Olhando a sua componente científica, parece-nos hoje claro que o estudo permitiu responder a uma lacuna reconhecida pela Estratégia Nacional para a Integração das Pessoas em Situação de Sem-Abrigo 2017-2023 (ENIPSSA 2017-2023), visto que foi realizado, pela primeira vez, um levantamento das pessoas que estão em condição de sem abrigo na Região Autónoma dos Açores, assim como as suas caraterísticas sociodemográficas. A utilização de uma metodologia similar à usada por aquela estratégia nível nacional e a data de referência considerada – 31 de dezembro de 2020 – aumentou o alcance deste esforço de aferição pois, além de permitir o levantamento em todos os concelhos e ilhas da RAA, estabeleceu uma base de comparação (a ser feita com cautela) relativamente ao restante território nacional.
Em qualquer caso, fica o alerta, amplamente reconhecido pela maior parte dos atores envolvidos, em vários momentos, neste projeto: dois anos depois, não temos muitas dúvidas em afirmar que os dados aqui apresentados estão desatualizados, subestimando largamente a dimensão do fenómeno, em especial na ilha de São Miguel. Desse ponto de vista, a aprendizagem propiciada pela realização do estudo poderá permitir a realização de novo levantamento durante o ano de 2023, tendo como referente temporal o dia 31 de dezembro de 2022.
Isto remete para um conjunto de atividades e resultados esperados: o da tomada de consciência.

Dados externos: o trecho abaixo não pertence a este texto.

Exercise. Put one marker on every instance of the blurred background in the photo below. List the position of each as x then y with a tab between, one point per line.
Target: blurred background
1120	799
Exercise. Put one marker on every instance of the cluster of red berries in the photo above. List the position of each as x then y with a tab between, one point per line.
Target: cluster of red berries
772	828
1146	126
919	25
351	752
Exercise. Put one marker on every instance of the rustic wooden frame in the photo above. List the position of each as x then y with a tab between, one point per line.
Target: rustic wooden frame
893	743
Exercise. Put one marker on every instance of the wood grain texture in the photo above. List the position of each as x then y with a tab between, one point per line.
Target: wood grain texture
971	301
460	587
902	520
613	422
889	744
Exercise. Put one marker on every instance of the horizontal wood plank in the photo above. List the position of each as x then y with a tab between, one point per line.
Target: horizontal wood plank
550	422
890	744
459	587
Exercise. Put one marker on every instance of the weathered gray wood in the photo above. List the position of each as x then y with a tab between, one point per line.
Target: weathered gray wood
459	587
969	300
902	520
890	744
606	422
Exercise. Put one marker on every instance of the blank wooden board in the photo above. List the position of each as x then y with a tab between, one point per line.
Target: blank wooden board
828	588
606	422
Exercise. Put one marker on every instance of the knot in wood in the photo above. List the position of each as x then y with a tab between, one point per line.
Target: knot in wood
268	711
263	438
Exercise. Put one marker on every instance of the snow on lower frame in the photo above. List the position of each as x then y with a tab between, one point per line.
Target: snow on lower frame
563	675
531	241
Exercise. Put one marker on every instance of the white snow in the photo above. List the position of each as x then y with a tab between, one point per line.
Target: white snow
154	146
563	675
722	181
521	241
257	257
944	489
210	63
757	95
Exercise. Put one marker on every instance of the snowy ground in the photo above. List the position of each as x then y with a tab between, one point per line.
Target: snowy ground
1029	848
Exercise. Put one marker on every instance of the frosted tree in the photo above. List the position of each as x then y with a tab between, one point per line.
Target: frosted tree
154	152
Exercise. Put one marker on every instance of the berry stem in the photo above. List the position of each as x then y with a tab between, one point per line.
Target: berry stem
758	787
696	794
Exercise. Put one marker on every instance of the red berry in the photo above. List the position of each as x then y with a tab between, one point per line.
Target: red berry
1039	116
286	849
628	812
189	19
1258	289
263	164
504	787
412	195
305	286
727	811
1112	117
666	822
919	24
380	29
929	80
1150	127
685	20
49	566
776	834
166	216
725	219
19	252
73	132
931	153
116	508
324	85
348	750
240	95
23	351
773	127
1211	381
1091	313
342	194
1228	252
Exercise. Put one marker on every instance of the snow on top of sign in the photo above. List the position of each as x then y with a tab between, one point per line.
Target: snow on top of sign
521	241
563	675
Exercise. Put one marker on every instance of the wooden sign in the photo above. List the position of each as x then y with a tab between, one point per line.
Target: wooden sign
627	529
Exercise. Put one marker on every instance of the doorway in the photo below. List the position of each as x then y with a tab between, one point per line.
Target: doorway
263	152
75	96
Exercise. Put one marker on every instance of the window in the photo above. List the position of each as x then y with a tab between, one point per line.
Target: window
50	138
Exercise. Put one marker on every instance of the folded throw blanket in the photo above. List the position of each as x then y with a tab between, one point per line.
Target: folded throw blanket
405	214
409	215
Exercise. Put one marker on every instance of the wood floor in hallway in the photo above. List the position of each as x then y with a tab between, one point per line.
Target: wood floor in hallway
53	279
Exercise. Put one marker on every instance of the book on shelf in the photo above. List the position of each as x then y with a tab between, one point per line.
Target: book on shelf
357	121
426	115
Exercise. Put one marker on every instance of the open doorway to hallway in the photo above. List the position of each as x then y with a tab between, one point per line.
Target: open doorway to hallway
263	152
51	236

A este propósito e, como foi enfatizado em vários momentos – quer nos grupos focais como seminário final -, a realização desta pesquisa exigiu um esforço de articulação e diálogo com os atores e entidades locais envolvidos em torno da necessidade de aprofundamento do conhecimento do fenómeno e, desde logo, do esclarecimento e apropriação do conceito por parte destes. A mera reflexão sobre os conceitos – o que é ser sem abrigo? E sem teto? E sem casa? -, a mera contagem, terá contribuído para o reconhecimento da complexidade deste fenómeno pouco visível e, muito possivelmente, largamente subestimado no contexto da RAA.
Destaque-se também que a riqueza dos debates gerados a partir dos dados recolhidos e das atividades realizadas poderá permitir o aprofundamento de análise futura em três campos críticos: habitação, saúde e emprego e proteção social. Este é aliás um desafio que foi colocado no âmbito do seminário final, realizado em junho do ano transato e ao qual pretendemos dar seguimento – tanto no plano científico, como institucional e organizativo. Resta-nos ter a esperança que este estudo marque uma nova etapa na ação sobre este problema societal, aos vários níveis – regional, de ilha, municipal e local. Na verdade, não se trata apenas de estudar quem está na margem da sociedade, trata-se de estudar a sociedade, nas suas margens.